Even when the above was addressed and my daughter was older, I still prioritized her over dating. She's only met two of the ladies I dated. My current GF is the only one where we have done group stuff (us and our kids together) and even that took a year to happen. Even now, neither me nor my GF leaves our kids behind for together time. We do kid-friendly stuff when not alone.

So, dating with kids takes significant effort and sacrifice. Your kids need the security of knowing they come first, and that extends to the high school years. You have to accept your dating life will be limited (if you are an equal or primary parent) and that relationships take longer to develop. Finding someone accepting of your limitations will be more of an issue as you enter your 40s (many folks have grown children around that age).

Also, you need to consider what you'll give up to make a regular (if limited) dating life happen. Right now, if I didn't have my GF I could do golf or other stuff with my friends, hang out with family, or do stuff alone. But I can't do both; two child-free weekends a month isn't enough time for all that social stuff and whatever else comes up.

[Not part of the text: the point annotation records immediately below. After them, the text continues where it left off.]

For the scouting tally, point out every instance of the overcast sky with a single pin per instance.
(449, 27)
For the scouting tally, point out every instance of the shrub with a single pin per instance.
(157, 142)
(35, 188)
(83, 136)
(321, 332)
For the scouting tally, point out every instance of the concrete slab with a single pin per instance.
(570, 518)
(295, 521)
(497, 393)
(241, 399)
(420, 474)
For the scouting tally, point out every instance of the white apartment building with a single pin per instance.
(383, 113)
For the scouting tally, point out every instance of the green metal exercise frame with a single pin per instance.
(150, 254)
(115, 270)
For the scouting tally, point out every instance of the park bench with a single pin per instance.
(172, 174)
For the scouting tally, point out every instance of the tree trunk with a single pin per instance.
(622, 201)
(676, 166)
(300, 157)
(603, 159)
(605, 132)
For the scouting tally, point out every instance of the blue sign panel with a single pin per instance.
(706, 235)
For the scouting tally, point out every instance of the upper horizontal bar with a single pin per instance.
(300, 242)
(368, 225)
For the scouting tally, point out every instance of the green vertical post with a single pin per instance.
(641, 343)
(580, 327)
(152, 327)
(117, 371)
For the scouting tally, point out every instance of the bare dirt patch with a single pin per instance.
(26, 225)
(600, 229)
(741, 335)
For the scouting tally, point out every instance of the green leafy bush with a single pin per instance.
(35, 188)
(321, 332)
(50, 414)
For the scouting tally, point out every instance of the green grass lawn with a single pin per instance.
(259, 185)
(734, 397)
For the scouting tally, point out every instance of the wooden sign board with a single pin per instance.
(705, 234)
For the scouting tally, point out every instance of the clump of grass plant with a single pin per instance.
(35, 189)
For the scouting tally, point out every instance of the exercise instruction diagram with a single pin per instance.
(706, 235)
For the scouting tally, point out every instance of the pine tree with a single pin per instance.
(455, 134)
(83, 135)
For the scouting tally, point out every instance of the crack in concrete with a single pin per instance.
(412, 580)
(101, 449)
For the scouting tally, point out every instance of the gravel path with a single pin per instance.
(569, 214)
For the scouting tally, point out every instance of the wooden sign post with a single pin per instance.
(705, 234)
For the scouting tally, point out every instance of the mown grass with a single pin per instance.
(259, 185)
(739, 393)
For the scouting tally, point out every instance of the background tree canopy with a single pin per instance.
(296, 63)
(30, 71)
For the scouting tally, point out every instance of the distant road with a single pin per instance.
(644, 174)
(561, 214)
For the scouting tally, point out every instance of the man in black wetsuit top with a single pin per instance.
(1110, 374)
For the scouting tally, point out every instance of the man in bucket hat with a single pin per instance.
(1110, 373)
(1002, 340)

I liked having my free time to myself (after rebuilding a good life) and don't need a relationship to be content. My approach was to just basically stay single and date casually unless someone special came along for whom I would make the necessary sacrifices. That's a high bar to clear, which is why it's only happened twice in nine years. And that's the advice I would give to others:

* Meet your own needs first. If you are struggling in some regard following divorce, fix that first.
* Then work on building a decent life and routine for yourself.
* And then look to date after you've built that good life for yourself.


----------



## Wolf1974 (Feb 19, 2014)

The biggest issue I had as a single parent is making those “free weekends” line up. It takes time to build something and if you don’t have it you just don’t. I remember the days when my daughters were younger and couldn’t be left alone.......so when I had them I had them. I would be out with a woman trying to figure out dating Schedules and more than one occasion I had to call it with someone I saw potential with because our custody arrangements were exact opposite.

This doesn’t last forever. You say son is 12. I know all kids are different and mature at different rates but is he ok to spend a few hours home alone? If not now soon? I know my oldest is same age and I leave her alone from time to time no issues. She is on the mature side though.


----------



## Sue4473 (May 29, 2018)

I can leave him alone for couple hours but at night- no
So, I can go to dinner, but can’t get frisky lol unless it’s in the daytime!


----------



## MovingForward (Jan 19, 2017)

My Schedule was much more flexible and I still found it difficult at first, my current GF met my children as a friend after about 3 months and came for dinner with us and gradually saw them more and more until my Children asked me to ask her if she would be my girlfriend LOL


----------



## DTO (Dec 18, 2011)

Sue4473 said:


> I can leave him alone for couple hours but at night- no
> So, I can go to dinner, but can’t get frisky lol unless it’s in the daytime!


Are you uncomfortable with getting frisky in the daytime?

I would suggest, given your time limitations, that you find opportunities to get frisky. Get creative and take what comes up, even if it's just a quickie. Instead of going to dinner (presumably that means a sit down restaurant), you could grab a burger, head to his place, and connect after a quick bite (for example).


----------



## Davidmidwest (Nov 22, 2016)

Hi Sue,

Many woman marry a man when a woman has a child to get help finanically then drop him like a hot rock when you both become empty nesters. No other man will love your child as the father and you. He will resent you child when you are dating or married if you are not on a united front. I had two marriages with stepchildren and they both ended badly,

If you like somebody for companionship, fun, netlix, going out and sex every two weeks. Take your love where and when you can get it. If you both need to meet middle of the week work out a deal with a girlfriend for overnight stays or use family. Skip family, They don't need to know your business.


----------